Centenas de pessoas, entre as quais o novo Presidente da República, prestaram esta terça-feira, na Basílica da Estrela, uma última homenagem ao ator Nicolau Breyner, que morreu segunda-feira na sua casa, em Lisboa.

Nicolau Breyner “partilhou a sua felicidade com os portugueses e contribuiu para criar a felicidade na vida de milhões de portugueses”, afirmou o Presidente Marcelo de Rebelo de Sousa à saída da Basílica da Estrela, em Lisboa, após terminar a missa de corpo presente.

Hoje, penso, que represento o sentir de milhões de portugueses, ao agradecer-lhe a felicidade que nos deu a todos durante estes 50 anos”, acrescentou o chefe de Estado, em declarações às dezenas de jornalistas presentes no local.

Além de Marcelo Rebelo de Sousa, também se deslocaram à Basílica da Estrela, entre outros, o primeiro-ministro, António Costa, o presidente do PSD, Pedro Passos Coelho, e o antigo líder do CDS-PP Paulo Portas.

Paulo Portas e António Costa não prestaram declarações aos jornalistas, mas Pedro Passos Coelho classificou Nicolau Breyner como “o grande vulto da cultura”.

Na Basílica da Estrela estiveram também muitos atores portugueses que quiseram prestar a última homenagem a Nicolau, que morreu aos 75 anos de idade.

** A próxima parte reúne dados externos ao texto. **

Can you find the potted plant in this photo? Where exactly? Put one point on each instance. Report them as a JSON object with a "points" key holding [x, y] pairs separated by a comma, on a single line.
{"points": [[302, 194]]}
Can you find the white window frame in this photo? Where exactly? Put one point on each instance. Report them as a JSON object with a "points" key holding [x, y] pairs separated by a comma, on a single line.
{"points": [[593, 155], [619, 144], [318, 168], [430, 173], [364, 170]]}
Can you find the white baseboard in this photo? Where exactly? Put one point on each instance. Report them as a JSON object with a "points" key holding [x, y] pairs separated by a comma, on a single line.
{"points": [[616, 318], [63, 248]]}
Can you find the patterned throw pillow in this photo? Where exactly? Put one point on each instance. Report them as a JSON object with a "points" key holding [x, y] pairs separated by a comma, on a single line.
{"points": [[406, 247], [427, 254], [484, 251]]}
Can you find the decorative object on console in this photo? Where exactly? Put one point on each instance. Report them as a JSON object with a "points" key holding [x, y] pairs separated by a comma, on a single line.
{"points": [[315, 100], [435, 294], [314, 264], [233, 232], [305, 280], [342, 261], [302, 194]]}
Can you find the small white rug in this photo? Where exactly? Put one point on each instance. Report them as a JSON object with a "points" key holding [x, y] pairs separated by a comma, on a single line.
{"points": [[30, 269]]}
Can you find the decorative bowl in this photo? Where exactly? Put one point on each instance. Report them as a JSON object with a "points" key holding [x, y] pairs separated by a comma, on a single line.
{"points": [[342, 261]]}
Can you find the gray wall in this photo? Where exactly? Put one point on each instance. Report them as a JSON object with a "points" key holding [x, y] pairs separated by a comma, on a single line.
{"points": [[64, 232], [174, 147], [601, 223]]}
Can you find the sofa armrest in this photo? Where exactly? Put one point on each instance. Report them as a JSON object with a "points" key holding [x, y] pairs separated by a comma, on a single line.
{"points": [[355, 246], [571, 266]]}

Tenho obrigação de vir prestar humildemente os meus respeitos”, afirmou Herman José, acrescentando que Nicolau Breyner foi um “segundo pai”.

 

Para mim, é impressionante como se consegue juntar tanta bondade a tanto sucesso em tanta vida”, disse Herman, ao recordar Nicolau Breyner.

Herman José chegou à Basílica da Estrela acompanhado de Maria Rueff e de Joaquim Monchique, mas por lá passaram também Pedro Lima, Lia Gama, Fernando Mendes, Tozé Martinho e Vítor de Sousa.

O funeral de Nicolau Breyner realiza-se na quarta-feira, a partir das 15:00, com uma missa na Basílica, seguindo depois para o cemitério do Alto de São João, onde o corpo será cremado.

Nascido em Serpa, no distrito de Beja, a 30 de julho de 1940, com uma carreira de mais de 60 anos, o ator deixou uma marca nos palcos e na televisão portuguesa, sobretudo através de comédias e de telenovelas como "Vila Faia" e "Cinzas", entre outras.

Ficou também conhecido do grande público em programas de televisão como "Eu Show Nico" e “Nicolau no país das maravilhas”, no qual criou o ‘sketch’ "Senhor feliz e senhor contente", com Herman José.

Anteriormente, Nicolau Breyner tinha trabalhado no teatro de revista e em comédia.

Nicolau Breyner terminou o curso do Conservatório em 1960, ano em que se estreou na peça "Leonor Telles", de Marcelino Mesquita, sob a direção de Francisco Ribeiro, levado à cena pela companhia Teatro Nacional Popular, no Teatro da Trindade, em Lisboa.

Trabalhou igualmente no cinema, como ator e realizador, tendo colaborado com António-Pedro Vasconcelos ("A Bela e o Paparazzo", "Os Imortais", "Os gatos não têm vertigens"), João Botelho (“Corrupção”) e Leonel Vieira ("A arte de Roubar"), entre outros.

Nicolau Breyner estava atualmente a participar nas gravações da telenovela da TVI "A Impostora".